PAGE 8
The Spread Rails
by
Then he stood up. For a moment he did not speak. He merely looked at Marion. “It’s the holy truth!” he said. “Somebody pulled these spikes with a clawbar. That weakened the rail, and she bowed out when the engine struck her.”
Then he turned around, and shouted down the track to his crew. “Hey, boys! Spread out along the right of way and see if you can’t find a claw-bar. The devils that do these tricks always throw away their tools.”
We stood together in a little tragic group. The old peasant woman came over to where I stood, she walked with a dead, wooden step. “Contessa,” she whispered, her old lips against my hand. “You will save him?”
And suddenly with a wild human resentment, I longed to cut a way out of the trap of this Fatality; to force its ruthless decree into a sort of equity, if I could do it.
“Yes,” I said, “I will save him!”
It was an impulse with no plan behind it. But the dabbing of the withered mouth on my fingers was like actual physical contact with a human heart.
For a moment she looked at me as one among the damned might look at Michael. Then she went slowly away, down through the wooded copse of the meadow. And I turned about to meet Marion. I knew that she was now after the identity of the wrecker, and I faced her to foul her lines.
“This is not the work of one with murder in his heart,” she said “A criminal agent set on a ruthless destruction of property and life would have drawn these spikes on a trestle or an embankment, at a point where the train would be running at high speed.”
She paused for a moment, then she went on speaking to me as though she merely uttered her mental comment to herself.
“These spikes are drawn at a point where the train slows down for a crossing and precisely where the engine would go off onto the hard road-bed of the highway into a level meadow. That means some one planned this wreck to result in the least destruction of life and property possible. Now, what class of persons could be after the effect of a wreck, exclusive of a loss of life?”
I saw where her relentless deductions would presently lead. This was precisely the result that a discharged foreign workman would seek in his reprisal. This man would have hot blood, the southern Europe instinct for revenge, but with such a mother, no mere lust to kill. I tried to divert her from the fugitive.
“Train robbers,” I said. “I wonder what was in the express-car?”
She very nearly laughed. “This is New York,” she said, “not Arizona. And besides there was no express-car. This thing was done by somebody who wanted the effect of a wreck, and nothing else, and it was done by some one who knew about railroads.
“Now, what class of persons who know about railroads could be moved by that motive?”
She was driving straight now at the boy I stood to cover. At another step she would name the class. Discharged workmen would know about railroads; they would be interested to show how less efficient the road was without them; and a desperate one might plan such a wreck as a demonstration. If so, he would wish only the effect of the wreck, and not loss of life. Marion was going dead ahead on the right line, in another moment she would remember the man we passed, and the “black band” letters. I made a final desperate effort to divert her.
“Come along!” I called, “the first thing to do now is to talk with Clinton Howard. The nearest telephone will be at Crewe’s house on the hill.”
And it won.
“Lisa!” she cried, “you’re right I We must tell him at once.”
We hurried down the track to the motor-car. I had gained a little time. But how could I keep my promise. And the next moment the problem became more difficult. The track boss came up with a short iron bar that his men had found in the weeds along the right of way.
“There’s the claw-bar, that the devil done it with,” he said.
“You can tell it’s just been handled by the way the rust’s rubbed off.”
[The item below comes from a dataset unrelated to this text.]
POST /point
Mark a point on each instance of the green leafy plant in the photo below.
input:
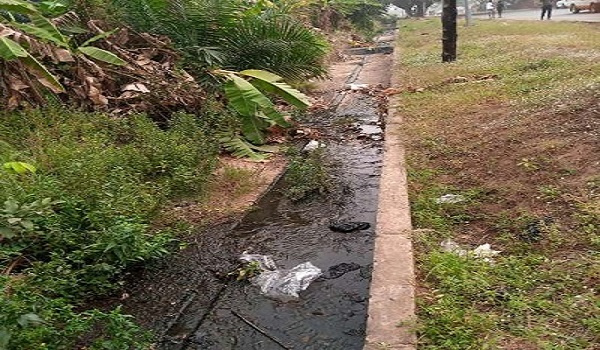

It was conclusive evidence. Everybody could see how the workman’s hands, as he labored with the claw-bar to draw the spikes, had cleaned off the rust.
I hurried the motor away. We raced up the long winding road to Crewe’s country-house, sitting like a feudal castle on the summit. And I wondered, at every moment, how I could keep my promise. The boy was a criminal, deserving to be hanged, no doubt, but the naked mother’s heart that had dabbed against my fingers overwhelmed me.
Almost in a flash, I thought, we were in the grounds and before Crewe’s house. Then I noticed lights and a confusion of voices. No one came to meet us. And we got out of the motor and went in through the open door. We found a group of excited servants. An old butler began to stammer to Marion.
“It was his heart, Miss . . . the doctor warned the attendants. But he got away to-night. It was overexertion, Miss. He fell just now as the attendants brought him in.” And he flung open the library door.
On a leather couch illumined by the brilliant light, Crewe lay; his massive relentless face with the great bowed nose, like the iron cast of what Marion had called a Nietzsche creature, motionless in death; his arms straight beside him with the great gloved hands open.
And all at once, at the sight, with a heavenly inspiration, I kept my promise.
“Look!” I cried. “Oh, everybody, how the palms of his gloves are covered with rust!”